Я шел по пустынной улице, направляясь к метро. Гирлянды из сотен лампочек сверкали над моей головой. Сквозь закрытые ставни пробивались смех и песни. Ледяной ветер, который дочиста вымел тротуар, охладил мой гнев, я дрожал от холода и думал о том, что надо спуститься в метро, с которым связаны такие тяжкие воспоминания.

С тех пор я погрузился в мизантропию. Жилище мое превратилось в некую неприступную крепость, в логово зверя. Я снимал телефонную трубку через раз и сразу обескураживал своего собеседника, упорно повторяя:

— Я чувствую себя хорошо. Все хорошо.

Ну а письма, приходившие от Ирен или Марселя, я, прочитав, сразу же яростно рвал на клочки. Так протекали мои часы, дни, недели — между окном и кроватью. Порою пепел, под которым была погребена вся моя жизнь, внушал мне отвращение. Тогда, не в силах больше выносить своего одиночества, я мечтал уехать, побывать у Марселя, вновь обрести край своего детства и ту дорогу, вдоль которой тянутся заросли орешника и где Катрин поджидала меня, когда я возвращался из школы. Я рассказывал ей о своих учениках и о своем педагогическом методе. Она прерывала меня, показывала мне какой-нибудь цветок или птицу. Когда пальцы ее сжимали мою ладонь, а в воздухе стоял запах свежескошенного сена, я чувствовал себя счастливым.

Но главное, мне хотелось увидеть Раймона. Я любил этого мальчугана, так плохо приспособленного к жизни, не умеющего ни плутовать, ни лгать. Его боязливое чистосердечие волновало меня даже на расстоянии. Я испытывал потребность в его внимании и в недетской его серьезности, и мне казалось, что благодаря ему я смогу не чувствовать себя таким потерянным. И это утешение, которое было бы для меня столь благотворным, зависело от простого моего жеста. Достаточно было снять трубку и позвонить Ирен. Она тут же бы ответила: «Ну конечно! Приезжай поскорей! Мы ждем тебя». Но как покинуть улицу Вьоле, как вырваться из этой квартиры с ее полутьмой, с ее шкафами, где висели платья Катрин и откуда исходил ее еле уловимый аромат.

В Париж вернулся Мишель вместе со своей матерью, но уже без Билли. Мишель сильно вытянулся и походил на подростков из американских кинокомедий: розовый, гибкий, вызывающе простодушный. Но под его романтической шевелюрой скрывались мечты, материальность которых меня огорчала. Сильвия разыгрывала из себя счастливую мать, восхищающуюся своим сыном. Такая роль помогала ей привлекать к себе внимание зрелых мужчин. Мы довольно быстро пресытились обществом друг друга.

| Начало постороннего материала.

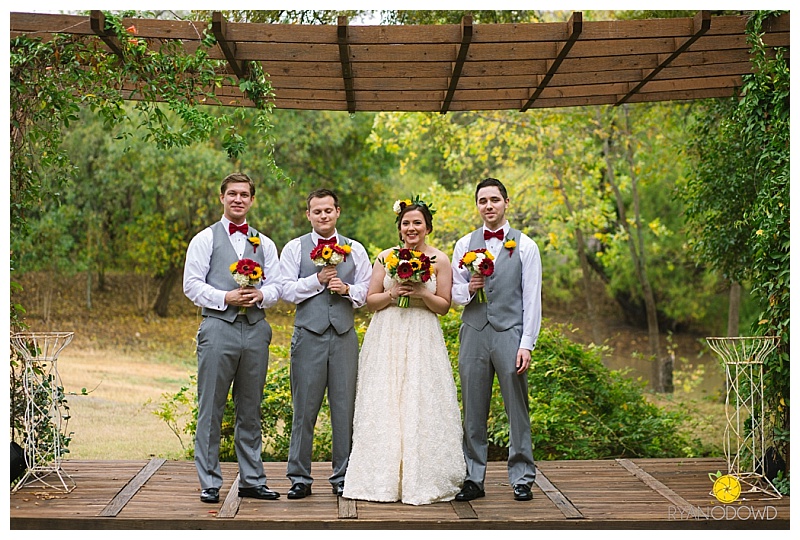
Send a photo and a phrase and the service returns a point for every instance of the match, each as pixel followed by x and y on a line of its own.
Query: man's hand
pixel 523 361
pixel 337 285
pixel 326 274
pixel 244 297
pixel 476 282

Я утратил обычную трезвость ума. Наблюдательность мою подстегивала постоянная озлобленность, и это искажало представление об окружающем мире. Вскоре любой поступок посторонних стал казаться мне подозрительным, а чье бы то ни было присутствие невыносимым. Я принял решение обходиться без услуг мадам Акельян.

— Но, мсье, — простонала она, — вы же умрете с голоду.

Я как мог успокоил ее. Отныне моя жизнь состояла из череды домашних ритуалов. По понедельникам я убирал квартиру, по вторникам покупал продукты сразу на две недели и ежедневно готовил себе еду, состоявшую в основном из риса. За завтраком или обедом я ставил тарелку на краешек стола, перед десертом мыл столовый прибор, после каждого блюда старательно подбирал крошки и выбрасывал их в мусорное ведро. Случалось, что я по три раза полоскал свой стакан в память о Катрин, которая была на сей счет весьма педантична. По воскресеньям я отправлялся на прогулку, совсем ранним утром, чтобы никого не встретить, и придерживался всегда одного и того же маршрута: улица Вьоле, улица Фондари, улица Лурмель, улица судьи Тифлэна и улица Вьоле. Это кольцо стало для меня привычным еще семь лет назад. Катрин болела тогда бронхитом и была прикована к постели, она беспокоилась, что я не вылезаю из дому, и умоляла меня пойти «прогуляться». «Болезнь жены всегда раздражает мужа», — улыбаясь говорила она. И теперь в глубине нашей спальни, где я томился, я тщетно ловил отблеск ее улыбки. Ее отсутствие причиняло мне все большую муку, возмущало даже сильнее, чем само нападение, которому она подверглась. В конце концов я позабыл о Серже, Чарли, Дедсоле, обо всей их банде. Я клеймил людское равнодушие. Я видел, как оно заполняет все, проникает всюду, всюду просачивается, разрастается на манер раковой опухоли. Лицо Катрин дробилось на тысячу других лиц, слепых, тонущих в общей массе. Часто, весь во власти своих неотвязных видений, я вскрикивал. Или же громко насмехался над собой, вспоминая свою былую наивность.